Die Intensivierung der Landwirtschaft trage zum Artensterben bei, kritisieren Umweltschützer.
Foto: APA/dpa/Felix Kästle

Die Maßnahmen würden sich gar nicht oder kaum von jenen aus vergangenen GAP-Perioden unterscheiden, von denen schon erwiesen sei, dass sie keine nennenswerten Verbesserungen bei den betreffenden Zielen bewirkt hätten. So hat der Rechnungshof etwa 2017 der strategischen Ausrichtung der agrarischen Investitionsförderungen mangelnde Wirkung attestiert. Helmut Burtscher-Schaden, Umweltexperte bei Global 2000, ortet auch jetzt "Planung im Blindflug".

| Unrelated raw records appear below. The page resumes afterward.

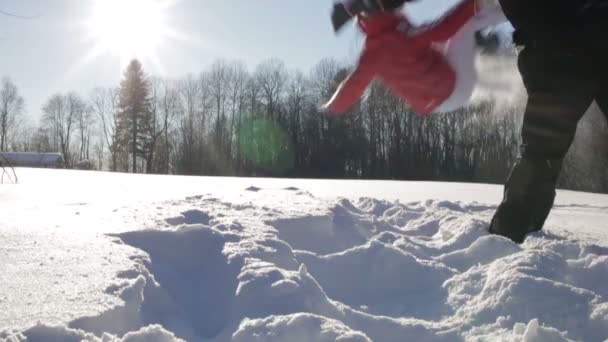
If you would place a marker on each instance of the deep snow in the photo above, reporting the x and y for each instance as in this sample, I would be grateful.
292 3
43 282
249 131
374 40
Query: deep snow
112 257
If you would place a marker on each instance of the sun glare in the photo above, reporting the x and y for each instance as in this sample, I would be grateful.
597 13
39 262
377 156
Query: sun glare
128 28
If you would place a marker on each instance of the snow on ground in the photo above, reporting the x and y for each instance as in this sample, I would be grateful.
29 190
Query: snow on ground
111 257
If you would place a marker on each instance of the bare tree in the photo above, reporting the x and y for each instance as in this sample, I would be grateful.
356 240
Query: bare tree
61 113
103 103
11 106
271 76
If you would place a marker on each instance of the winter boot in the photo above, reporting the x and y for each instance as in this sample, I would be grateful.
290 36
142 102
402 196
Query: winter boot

Vier der Green-Deal-Ziele – der "Schutz von Bestäubern", die "50-Prozent-Reduktion" von Nährstoffverlusten ebenso wie von Pestiziden bis 2030 sowie die "sozialen Rechte", seien gar nicht Teil des Planungsprozesses gewesen und erst in den Entwürfen vom 15. April aufgetaucht, kritisiert er. Julianna Fehlinger von der ÖBV vermisst Hebel, um die Klimakrise einzudämmen und das Artensterben zu stoppen.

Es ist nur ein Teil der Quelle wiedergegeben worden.